To my credit, I didn't feel any sort of hope about Hamlet's supposed "love" for me. Perhaps he loved me truly at one time, but that display in my grave was nothing more than a mere display.
And that was it, really. Time slipped out through my fingers again. I wandered through the graveyard occasionally, and one day discovered Hamlet's grave. I had no idea he'd died just days after my burial. News doesn't move very fast in the afterlife.
I still don't know what Hamlet's problem was. Is, rather. Hamlet never comes to see Horatio when he visits our graves, so I like to think he's too busy burning in the fires of Hell to bother with his best friend. Sometimes Horatio comes to talk to me for hours to tell me all the things I've missed out on lately. I hope that someday I'll see him again and tell him how sorry I am about how things turned out, with Hamlet and with me.

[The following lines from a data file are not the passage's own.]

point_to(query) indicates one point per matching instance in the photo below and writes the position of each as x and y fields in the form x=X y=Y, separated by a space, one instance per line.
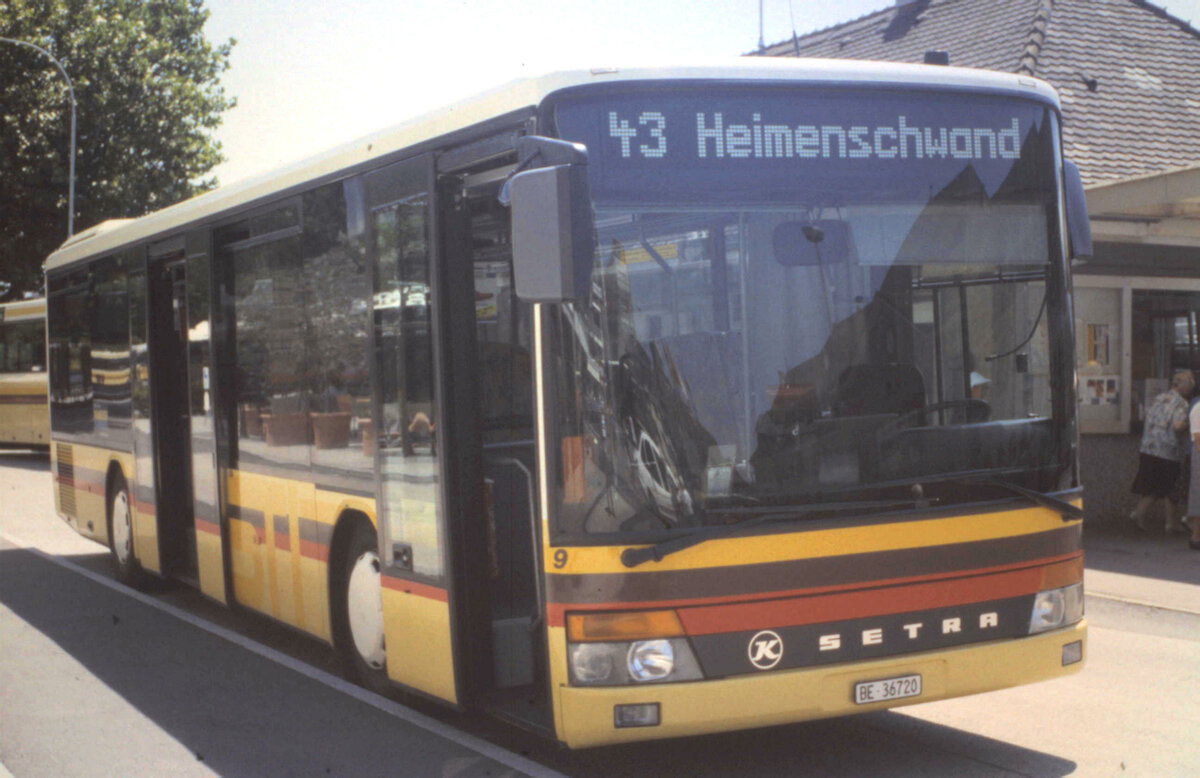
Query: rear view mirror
x=1079 y=228
x=553 y=240
x=823 y=241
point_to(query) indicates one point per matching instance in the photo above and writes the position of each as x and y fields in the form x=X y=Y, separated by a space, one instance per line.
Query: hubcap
x=364 y=606
x=123 y=533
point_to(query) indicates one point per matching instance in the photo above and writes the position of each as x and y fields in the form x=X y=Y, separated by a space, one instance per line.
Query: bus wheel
x=361 y=611
x=120 y=537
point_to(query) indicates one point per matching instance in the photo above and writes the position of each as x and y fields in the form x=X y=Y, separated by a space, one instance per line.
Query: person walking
x=1163 y=446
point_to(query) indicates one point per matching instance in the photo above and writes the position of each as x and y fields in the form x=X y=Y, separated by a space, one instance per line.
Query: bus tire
x=120 y=536
x=359 y=635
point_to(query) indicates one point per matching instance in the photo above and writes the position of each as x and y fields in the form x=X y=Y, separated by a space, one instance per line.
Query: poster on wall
x=1102 y=390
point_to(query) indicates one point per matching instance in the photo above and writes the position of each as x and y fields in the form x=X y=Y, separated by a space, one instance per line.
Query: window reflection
x=407 y=438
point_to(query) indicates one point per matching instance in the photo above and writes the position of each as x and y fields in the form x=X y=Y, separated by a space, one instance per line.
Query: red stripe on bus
x=556 y=612
x=828 y=608
x=313 y=550
x=23 y=400
x=208 y=526
x=419 y=590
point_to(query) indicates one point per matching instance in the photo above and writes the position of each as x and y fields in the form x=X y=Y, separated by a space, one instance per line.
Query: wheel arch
x=114 y=474
x=343 y=530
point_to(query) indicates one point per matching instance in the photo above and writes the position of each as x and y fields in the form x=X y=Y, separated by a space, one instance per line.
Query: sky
x=312 y=75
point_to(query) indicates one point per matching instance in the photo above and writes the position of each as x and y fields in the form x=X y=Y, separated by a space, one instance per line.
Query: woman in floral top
x=1163 y=446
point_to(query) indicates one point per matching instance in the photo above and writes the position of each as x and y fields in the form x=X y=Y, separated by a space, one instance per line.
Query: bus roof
x=523 y=94
x=23 y=310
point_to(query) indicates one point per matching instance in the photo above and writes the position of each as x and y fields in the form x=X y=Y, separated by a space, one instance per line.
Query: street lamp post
x=70 y=91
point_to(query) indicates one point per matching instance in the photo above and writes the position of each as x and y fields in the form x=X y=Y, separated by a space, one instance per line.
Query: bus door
x=493 y=335
x=171 y=428
x=408 y=426
x=210 y=543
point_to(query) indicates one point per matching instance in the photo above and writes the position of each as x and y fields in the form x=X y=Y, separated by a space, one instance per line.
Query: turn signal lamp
x=623 y=626
x=607 y=648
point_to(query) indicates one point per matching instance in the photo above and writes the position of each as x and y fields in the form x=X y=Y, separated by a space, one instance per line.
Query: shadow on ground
x=235 y=711
x=1152 y=554
x=245 y=714
x=39 y=461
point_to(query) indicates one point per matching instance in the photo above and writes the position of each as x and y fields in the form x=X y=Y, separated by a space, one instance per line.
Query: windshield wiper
x=634 y=557
x=1068 y=512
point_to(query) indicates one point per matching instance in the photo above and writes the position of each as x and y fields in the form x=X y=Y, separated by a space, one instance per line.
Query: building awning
x=1157 y=209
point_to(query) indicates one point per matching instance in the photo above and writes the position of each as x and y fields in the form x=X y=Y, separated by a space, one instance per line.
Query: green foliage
x=149 y=97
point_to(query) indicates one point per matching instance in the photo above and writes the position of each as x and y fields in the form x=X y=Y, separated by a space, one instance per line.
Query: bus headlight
x=1056 y=608
x=635 y=662
x=649 y=659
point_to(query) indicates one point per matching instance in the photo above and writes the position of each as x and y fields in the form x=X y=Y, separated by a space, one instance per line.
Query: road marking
x=1128 y=600
x=396 y=710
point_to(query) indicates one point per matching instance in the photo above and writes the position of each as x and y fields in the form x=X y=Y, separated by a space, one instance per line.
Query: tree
x=149 y=97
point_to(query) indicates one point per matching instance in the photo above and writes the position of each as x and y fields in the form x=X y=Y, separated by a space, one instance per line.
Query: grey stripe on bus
x=801 y=574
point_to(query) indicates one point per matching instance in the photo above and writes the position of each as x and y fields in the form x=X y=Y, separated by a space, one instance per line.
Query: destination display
x=774 y=145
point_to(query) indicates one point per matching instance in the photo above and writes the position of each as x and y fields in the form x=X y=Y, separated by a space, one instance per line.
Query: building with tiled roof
x=1126 y=70
x=1127 y=73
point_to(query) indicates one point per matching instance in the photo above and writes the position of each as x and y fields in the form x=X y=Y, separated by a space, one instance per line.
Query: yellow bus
x=24 y=410
x=619 y=404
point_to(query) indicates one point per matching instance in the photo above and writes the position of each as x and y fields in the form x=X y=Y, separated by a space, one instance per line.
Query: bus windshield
x=808 y=300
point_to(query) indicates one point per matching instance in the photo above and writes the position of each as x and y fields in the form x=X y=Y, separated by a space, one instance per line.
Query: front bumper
x=585 y=716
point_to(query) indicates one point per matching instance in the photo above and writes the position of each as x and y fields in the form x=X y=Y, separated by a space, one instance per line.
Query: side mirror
x=553 y=244
x=825 y=241
x=1079 y=228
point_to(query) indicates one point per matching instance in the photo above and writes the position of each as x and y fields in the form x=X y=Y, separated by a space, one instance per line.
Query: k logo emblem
x=766 y=650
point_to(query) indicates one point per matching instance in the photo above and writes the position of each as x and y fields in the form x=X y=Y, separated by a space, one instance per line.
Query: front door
x=171 y=429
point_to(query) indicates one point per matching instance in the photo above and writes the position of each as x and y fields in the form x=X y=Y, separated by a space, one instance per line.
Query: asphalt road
x=96 y=680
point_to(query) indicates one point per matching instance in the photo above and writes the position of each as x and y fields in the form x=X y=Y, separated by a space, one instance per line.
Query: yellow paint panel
x=418 y=636
x=246 y=555
x=585 y=717
x=210 y=560
x=24 y=422
x=823 y=543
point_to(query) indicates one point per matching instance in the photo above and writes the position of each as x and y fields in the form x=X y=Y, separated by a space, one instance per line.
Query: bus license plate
x=888 y=689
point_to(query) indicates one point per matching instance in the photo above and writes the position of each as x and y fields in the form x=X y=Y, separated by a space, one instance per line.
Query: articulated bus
x=619 y=404
x=24 y=407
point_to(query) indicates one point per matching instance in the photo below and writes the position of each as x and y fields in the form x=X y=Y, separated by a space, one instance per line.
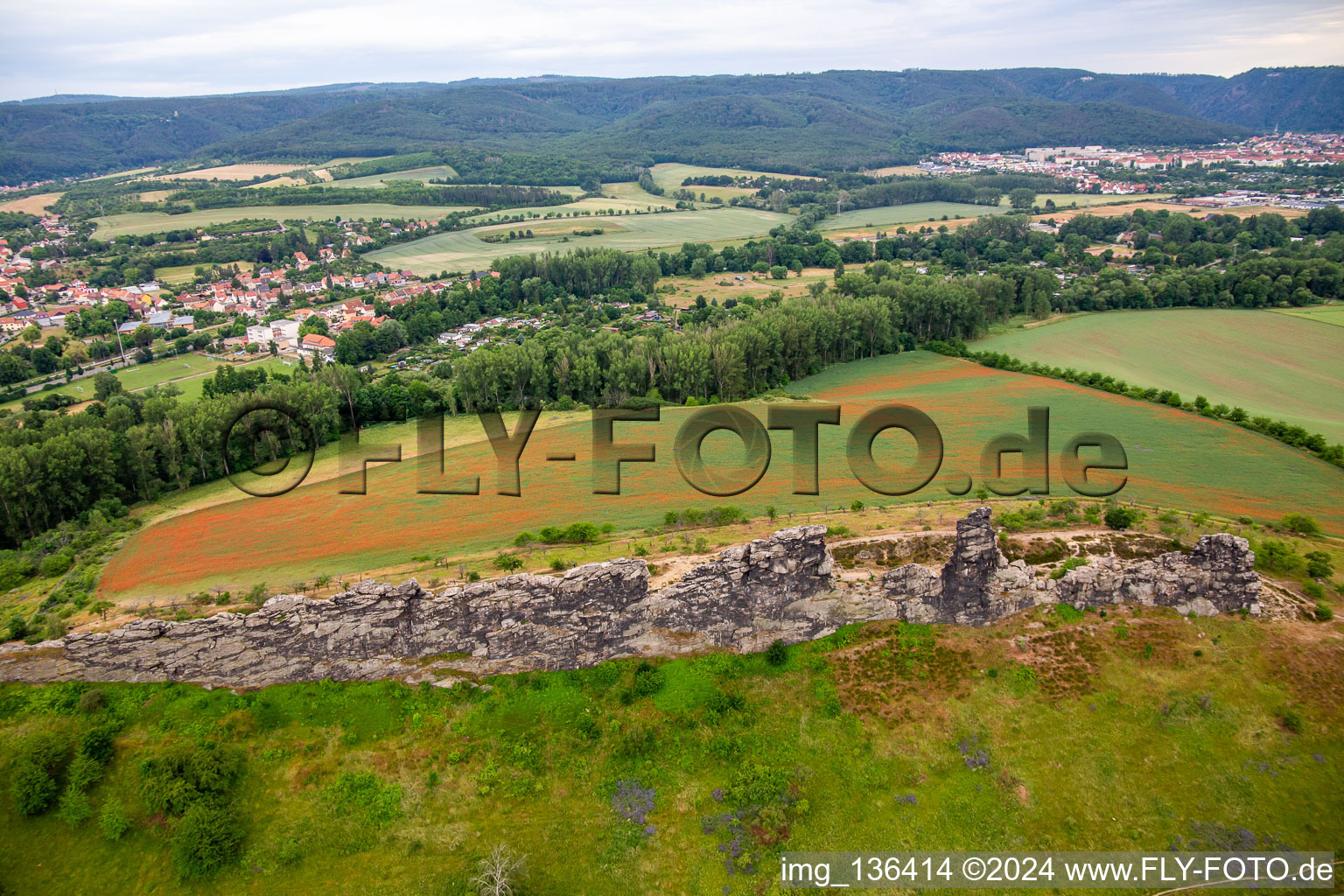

The only difference between us, that I can still tell, is that he has and always will worship Hamlet. I hate him. Hamlet, I mean. He abused me more than anyone should ever abuse another, even after a bad breakup. He killed my father and never felt sorry for it. He left for England without having the decency to even face the consequences. His pretended psychosis especially infuriates me. I knew the real depths of madness, how it eats you from the inside until you can't even breathe without emotional anguish. For all that I loved Hamlet, for all that I suffered because of it, I hate him more now. Someone said there's a thin line between love and hate. Maybe when I learn to let that go, I'll be able to stop wandering the earth like a disobedient child. Until then, I'll revel in dancing on Hamlet's grave in passing.